Alvarado sat in a chair near the open door, the frosty swath of light falling across his feet and up to the middle of his chest, leaving his face in darkness. “Falkirk’s bringing in the witnesses and doesn’t want them to be seen by any of our people who don’t already know about them. Or that’s what he claims is behind the request.”
Astonished, Miles said, “But if the time’s come to put them through another memory-scrub, it’s better to keep them at the motel. Though as far as I know, he’s not called in the damn brain-fuckers.”
“He hasn’t,” Bob Alvarado confirmed. “He says the cover-up might not be continued. He wants you to study the witnesses, especially Cronin and Corvaisis. He says maybe he’s right, maybe they’re not human any more. But he says he’s been thinking over his conversation with you, wondering if maybe you could be right and maybe he’s too paranoid about this. He says if you decide they’re fully human, if you determine that their gifts are not evidence of an inhuman presence within them, he’ll accept your word; he’ll spare them. Then, so he says, he might decide against another brainwashing session and even recommend to his superiors that the whole story be revealed to the public.”

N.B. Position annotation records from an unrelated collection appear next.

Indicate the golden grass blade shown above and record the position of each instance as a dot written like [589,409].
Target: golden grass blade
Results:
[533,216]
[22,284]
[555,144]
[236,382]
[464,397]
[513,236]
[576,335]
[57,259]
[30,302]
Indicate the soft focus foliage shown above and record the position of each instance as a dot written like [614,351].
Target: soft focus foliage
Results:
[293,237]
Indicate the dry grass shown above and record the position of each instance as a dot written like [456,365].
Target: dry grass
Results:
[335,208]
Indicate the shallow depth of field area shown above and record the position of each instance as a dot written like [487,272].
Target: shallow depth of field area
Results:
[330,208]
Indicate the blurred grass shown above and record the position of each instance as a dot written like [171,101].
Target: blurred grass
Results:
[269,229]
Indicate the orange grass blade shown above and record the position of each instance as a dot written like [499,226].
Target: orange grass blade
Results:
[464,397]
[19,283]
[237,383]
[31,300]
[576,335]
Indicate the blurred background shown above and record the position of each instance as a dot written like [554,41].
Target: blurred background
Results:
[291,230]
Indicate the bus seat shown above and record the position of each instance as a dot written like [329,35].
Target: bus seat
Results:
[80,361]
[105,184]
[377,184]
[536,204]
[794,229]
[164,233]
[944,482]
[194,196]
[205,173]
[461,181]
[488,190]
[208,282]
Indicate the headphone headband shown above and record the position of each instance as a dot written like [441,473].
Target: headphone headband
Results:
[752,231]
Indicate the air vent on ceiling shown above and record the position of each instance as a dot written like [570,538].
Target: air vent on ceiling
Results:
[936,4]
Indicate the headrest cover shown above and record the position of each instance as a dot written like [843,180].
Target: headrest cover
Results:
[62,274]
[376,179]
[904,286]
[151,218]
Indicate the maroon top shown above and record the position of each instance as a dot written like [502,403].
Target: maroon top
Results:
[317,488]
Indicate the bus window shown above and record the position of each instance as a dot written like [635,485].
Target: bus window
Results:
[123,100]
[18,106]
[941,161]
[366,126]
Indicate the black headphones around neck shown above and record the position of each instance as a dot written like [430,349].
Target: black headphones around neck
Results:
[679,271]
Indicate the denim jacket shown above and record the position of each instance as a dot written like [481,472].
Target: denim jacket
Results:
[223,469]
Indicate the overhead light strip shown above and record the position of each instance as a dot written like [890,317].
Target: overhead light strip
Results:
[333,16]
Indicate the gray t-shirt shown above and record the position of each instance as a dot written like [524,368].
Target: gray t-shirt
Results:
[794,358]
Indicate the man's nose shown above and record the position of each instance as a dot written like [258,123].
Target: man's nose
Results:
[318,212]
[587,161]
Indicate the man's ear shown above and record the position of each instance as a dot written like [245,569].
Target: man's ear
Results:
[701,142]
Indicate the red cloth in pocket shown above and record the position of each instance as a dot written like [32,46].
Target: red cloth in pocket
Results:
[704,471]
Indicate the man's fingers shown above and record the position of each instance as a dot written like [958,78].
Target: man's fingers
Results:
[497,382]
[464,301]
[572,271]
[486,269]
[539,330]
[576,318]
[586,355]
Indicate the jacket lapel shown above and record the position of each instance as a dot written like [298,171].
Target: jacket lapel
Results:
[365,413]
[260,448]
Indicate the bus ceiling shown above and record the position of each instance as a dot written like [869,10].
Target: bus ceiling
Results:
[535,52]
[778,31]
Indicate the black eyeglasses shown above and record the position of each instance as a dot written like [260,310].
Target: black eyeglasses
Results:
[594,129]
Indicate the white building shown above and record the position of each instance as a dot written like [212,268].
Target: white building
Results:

Miles was silent a moment. Then he shifted in his chair, more uneasy than ever. “It sounds as if he’s finally got some common sense. Why do I find that so hard to believe? Do you think it’s true?”
Alvarado reached out from his chair, pushed the door shut, plunging the room into darkness. Sensing Miles reaching for the lamp switch, he said, “Let’s keep it this way, huh? Maybe it’s a little easier to be frank with each other when we can’t see faces.” Miles settled back in his chair, leaving the lamp unlit, and Alvarado said, “Tell me, Miles, was it you who sent the photographs to Corvaisis and the Blocks?”
Miles said nothing.
“We’re friends, you and I,” Alvarado said. “At least I’ve felt we are. I never met another guy I could enjoy playing both chess and poker with. So I’ll tell you ... I’m the one who got Jack Twist back here.”